Harris may have said “unnecessary” but she and her political allies want taxpayers to foot the bill for other people’s tuition costs. Campus Reform reported that Harris tweeted in 2018 that, “It’s time we make college tuition-free once and for all.”
Harris’s running mate, Minnesota Gov. Tim Walz, signed a bill into law to permit illegal aliens to be considered for free college tuition at the state’s public institutes of higher education. Similarly, on Oct. 11, 2023, Rep. Teresa Fernandez (D-N.M.) introduced federal legislation to guarantee two free years of community college for students.
These sentiments represent broader leftist policies on higher education.
The Pew Research Center also discovered in an Aug. 11, 2021 report that “Democrats and Democratic-leaning independents overwhelmingly favor making college tuition free for all American students,” with 85 percent of respondents from these categories supporting the idea.
[RELATED: Kamala Harris wants to make college ‘tuition-free once and for all’]
President Joe Biden has consistently pushed to make college education free. In remarks given on Feb. 21, Biden said that “while a college degree is still a ticket to a better life, that ticket is too expensive. And too many Americans are still saddled with unsustainable debt in exchange for a college degree.”
In April, 2021, socialist Senator Bernie Sanders (I-Vt.) helped introduce the College for All Plan Act, which would, among other measures, make community college education free and allow students from families with an annual income lower than $125,000 to attend public colleges and universities without paying. Sanders proposed to pay for the legislation through controversial tax hikes.
Before Biden and Sanders’s plans, then-president Barack Obama proposed the America’s College Promise plan in 2015 to allow millions of students to attend community colleges without paying tuition for a duration of two years.
Yet a recent Annenberg Institute study claimed to prove that programs to make community college free for several years did not actually succeed in increasing the numbers of students who graduated with a degree.
But Harris’s promise also comes at a time when Americans are increasingly losing faith in higher education and the importance of college degrees.
[RELATED: Kamala Struggles to Answer College Student’s Question About ‘Environmental Racism’]
A Gallup poll released on July 11, 2023, found that “Americans’ confidence in higher education has fallen to 36%, sharply lower than in two prior readings in 2015 (57%) and 2018 (48%).”
A report released in December by the Pew Research Center also revealed that men are increasingly giving up going to college in favor of other alternatives.
“There’s been a big backlash against expensive 4-year colleges whereas trade schools or apprenticeships are on the rise. Men, especially white men, are much more likely to enter the trades or enter the technology industry, where a degree also isn’t required,” Athena Kan, the CEO of Dreambound, told Newsweek in December.

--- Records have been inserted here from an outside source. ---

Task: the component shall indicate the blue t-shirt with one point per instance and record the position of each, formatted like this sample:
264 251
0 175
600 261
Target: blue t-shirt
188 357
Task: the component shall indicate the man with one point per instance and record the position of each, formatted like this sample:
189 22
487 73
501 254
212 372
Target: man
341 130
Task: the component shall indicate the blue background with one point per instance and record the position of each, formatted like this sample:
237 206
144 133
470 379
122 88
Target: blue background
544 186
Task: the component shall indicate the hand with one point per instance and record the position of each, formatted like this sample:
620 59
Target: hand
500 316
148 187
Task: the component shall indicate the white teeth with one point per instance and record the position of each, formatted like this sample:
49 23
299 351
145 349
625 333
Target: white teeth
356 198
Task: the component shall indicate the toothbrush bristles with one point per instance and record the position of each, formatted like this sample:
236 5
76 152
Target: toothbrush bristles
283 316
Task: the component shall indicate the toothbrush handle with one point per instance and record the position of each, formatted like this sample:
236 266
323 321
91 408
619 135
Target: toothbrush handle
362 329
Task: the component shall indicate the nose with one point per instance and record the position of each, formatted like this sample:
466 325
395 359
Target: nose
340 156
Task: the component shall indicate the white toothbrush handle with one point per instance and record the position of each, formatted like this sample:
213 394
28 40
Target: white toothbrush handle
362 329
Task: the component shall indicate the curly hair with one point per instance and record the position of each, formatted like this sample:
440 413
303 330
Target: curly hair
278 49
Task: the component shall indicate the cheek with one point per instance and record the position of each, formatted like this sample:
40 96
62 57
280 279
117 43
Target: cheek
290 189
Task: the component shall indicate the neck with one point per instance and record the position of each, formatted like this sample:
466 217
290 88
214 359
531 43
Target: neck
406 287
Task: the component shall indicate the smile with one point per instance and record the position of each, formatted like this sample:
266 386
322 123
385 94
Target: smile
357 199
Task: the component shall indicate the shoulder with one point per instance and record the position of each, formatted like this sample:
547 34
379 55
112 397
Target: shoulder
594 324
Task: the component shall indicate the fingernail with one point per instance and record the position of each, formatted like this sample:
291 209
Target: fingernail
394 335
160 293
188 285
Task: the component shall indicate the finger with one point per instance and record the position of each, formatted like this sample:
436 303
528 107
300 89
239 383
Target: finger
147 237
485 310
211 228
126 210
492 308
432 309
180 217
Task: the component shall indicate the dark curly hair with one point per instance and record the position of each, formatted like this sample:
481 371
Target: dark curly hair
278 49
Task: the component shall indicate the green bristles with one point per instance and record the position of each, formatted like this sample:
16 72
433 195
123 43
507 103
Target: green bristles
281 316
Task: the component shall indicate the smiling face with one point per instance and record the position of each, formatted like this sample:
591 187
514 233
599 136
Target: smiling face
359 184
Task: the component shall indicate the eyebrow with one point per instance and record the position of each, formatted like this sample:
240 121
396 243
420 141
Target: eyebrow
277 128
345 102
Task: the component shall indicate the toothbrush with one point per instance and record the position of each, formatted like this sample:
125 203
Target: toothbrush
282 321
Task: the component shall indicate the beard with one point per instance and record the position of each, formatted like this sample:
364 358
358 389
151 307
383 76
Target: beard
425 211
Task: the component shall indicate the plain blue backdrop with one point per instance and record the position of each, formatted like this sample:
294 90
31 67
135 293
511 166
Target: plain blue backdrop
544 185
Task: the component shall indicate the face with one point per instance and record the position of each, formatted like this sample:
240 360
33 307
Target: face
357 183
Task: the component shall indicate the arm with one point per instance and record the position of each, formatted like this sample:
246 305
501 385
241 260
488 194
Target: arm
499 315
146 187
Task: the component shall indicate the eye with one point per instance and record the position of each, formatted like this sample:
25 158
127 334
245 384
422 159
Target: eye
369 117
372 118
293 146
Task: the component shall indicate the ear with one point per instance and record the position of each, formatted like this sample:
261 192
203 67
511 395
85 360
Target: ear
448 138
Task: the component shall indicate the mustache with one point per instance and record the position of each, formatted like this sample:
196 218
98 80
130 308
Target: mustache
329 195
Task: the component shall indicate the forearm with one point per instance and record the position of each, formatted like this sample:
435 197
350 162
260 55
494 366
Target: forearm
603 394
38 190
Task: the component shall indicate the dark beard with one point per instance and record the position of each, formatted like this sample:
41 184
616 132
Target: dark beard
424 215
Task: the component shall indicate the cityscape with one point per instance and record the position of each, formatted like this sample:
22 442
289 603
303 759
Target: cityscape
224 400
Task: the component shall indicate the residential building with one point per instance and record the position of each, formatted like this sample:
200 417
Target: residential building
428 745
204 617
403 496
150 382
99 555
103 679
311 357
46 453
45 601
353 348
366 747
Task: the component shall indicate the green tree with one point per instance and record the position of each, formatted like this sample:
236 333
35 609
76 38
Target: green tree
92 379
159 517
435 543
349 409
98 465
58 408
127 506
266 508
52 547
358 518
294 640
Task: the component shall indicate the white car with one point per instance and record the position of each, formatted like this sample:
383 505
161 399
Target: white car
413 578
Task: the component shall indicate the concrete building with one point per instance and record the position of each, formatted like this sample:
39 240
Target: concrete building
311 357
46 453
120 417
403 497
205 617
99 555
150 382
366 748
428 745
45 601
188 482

More recent research published in March has shown that high schoolers are also losing hope in the value of graduating from college.

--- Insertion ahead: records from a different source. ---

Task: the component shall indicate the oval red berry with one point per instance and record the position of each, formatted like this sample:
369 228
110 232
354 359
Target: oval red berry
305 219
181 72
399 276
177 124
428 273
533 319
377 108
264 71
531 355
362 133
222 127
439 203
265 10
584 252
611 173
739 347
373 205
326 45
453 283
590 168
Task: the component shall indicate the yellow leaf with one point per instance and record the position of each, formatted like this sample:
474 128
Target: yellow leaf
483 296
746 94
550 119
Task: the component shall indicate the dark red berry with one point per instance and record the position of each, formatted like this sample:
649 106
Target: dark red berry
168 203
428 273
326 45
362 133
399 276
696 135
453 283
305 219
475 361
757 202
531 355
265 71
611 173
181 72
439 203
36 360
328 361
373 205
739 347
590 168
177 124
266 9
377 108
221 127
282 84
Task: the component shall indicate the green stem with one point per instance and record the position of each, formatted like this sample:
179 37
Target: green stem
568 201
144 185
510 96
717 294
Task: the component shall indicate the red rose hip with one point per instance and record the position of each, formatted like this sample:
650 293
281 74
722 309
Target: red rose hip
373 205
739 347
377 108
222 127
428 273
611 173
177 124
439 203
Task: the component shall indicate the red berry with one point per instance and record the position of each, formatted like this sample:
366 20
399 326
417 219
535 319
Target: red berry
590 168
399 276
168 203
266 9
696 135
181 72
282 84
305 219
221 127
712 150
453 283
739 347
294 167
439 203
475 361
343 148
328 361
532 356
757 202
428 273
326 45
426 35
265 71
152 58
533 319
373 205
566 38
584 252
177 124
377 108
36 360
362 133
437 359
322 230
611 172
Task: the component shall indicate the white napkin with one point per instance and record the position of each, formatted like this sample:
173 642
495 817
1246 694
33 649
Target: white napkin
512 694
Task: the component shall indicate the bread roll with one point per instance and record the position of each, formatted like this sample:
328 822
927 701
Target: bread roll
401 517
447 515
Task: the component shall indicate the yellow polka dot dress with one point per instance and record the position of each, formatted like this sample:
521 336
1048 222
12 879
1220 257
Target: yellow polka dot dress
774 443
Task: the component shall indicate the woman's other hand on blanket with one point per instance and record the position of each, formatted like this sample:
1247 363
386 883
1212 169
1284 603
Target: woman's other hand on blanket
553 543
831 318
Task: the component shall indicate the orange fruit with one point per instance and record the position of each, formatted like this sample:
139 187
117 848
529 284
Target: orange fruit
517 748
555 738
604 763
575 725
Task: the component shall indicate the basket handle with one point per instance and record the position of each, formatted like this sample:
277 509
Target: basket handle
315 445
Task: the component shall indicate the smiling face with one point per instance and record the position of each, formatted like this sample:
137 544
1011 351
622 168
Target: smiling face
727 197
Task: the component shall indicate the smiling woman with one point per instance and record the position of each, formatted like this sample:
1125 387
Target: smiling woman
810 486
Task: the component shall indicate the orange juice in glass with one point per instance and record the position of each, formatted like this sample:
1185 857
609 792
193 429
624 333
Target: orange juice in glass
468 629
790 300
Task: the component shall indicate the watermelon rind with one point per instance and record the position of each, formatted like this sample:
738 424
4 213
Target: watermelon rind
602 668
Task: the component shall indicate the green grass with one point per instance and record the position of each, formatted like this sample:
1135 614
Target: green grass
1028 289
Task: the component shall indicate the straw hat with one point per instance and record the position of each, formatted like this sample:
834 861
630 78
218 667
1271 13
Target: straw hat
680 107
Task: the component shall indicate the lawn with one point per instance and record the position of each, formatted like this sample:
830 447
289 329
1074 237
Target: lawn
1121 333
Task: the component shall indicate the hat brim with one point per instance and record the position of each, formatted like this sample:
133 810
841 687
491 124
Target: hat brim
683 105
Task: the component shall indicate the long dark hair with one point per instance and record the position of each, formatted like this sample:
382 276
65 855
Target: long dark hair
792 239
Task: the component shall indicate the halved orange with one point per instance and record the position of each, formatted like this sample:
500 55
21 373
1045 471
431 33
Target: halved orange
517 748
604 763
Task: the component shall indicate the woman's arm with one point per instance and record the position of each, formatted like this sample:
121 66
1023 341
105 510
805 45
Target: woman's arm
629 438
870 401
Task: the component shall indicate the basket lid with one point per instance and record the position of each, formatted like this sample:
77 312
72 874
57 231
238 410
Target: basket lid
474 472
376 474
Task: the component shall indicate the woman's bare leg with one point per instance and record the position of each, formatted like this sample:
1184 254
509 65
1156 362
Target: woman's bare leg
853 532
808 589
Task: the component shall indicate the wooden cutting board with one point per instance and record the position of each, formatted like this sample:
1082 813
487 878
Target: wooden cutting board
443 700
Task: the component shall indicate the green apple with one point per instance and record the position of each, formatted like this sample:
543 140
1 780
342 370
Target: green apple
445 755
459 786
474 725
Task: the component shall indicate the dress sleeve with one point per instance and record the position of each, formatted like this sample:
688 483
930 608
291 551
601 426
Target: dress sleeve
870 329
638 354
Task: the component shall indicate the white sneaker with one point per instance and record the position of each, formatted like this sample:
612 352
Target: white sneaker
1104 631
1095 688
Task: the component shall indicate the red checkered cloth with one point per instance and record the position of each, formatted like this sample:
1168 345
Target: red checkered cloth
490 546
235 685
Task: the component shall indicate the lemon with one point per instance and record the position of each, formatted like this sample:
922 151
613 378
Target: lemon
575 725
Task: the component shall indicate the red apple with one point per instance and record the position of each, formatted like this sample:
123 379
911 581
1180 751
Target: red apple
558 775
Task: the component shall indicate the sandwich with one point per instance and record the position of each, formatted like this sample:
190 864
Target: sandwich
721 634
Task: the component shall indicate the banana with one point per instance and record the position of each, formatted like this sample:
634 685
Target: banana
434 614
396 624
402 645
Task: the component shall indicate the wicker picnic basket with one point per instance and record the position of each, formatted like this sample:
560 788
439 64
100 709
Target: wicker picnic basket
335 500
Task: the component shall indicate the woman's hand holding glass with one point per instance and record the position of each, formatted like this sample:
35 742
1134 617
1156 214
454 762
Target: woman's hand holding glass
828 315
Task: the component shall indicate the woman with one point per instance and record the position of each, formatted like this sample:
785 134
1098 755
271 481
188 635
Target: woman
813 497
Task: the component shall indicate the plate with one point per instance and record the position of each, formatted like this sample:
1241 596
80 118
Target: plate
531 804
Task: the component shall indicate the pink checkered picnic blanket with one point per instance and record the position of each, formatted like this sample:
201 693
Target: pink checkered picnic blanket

In 2023, certain states have dropped requirements for applicants to state government jobs to have college degrees, including Virginia and Pennsylvania. Massachusetts followed suit on Jan. 25.
The trend also seems to have spread to the private sector, with a 2023 study allegedly showing that many companies have either stopped requiring applicants to possess a college degree or were planning to do so in the future.
Campus Reform has reached out to the Kamala Harris campaign for comment. This article will be updated accordingly.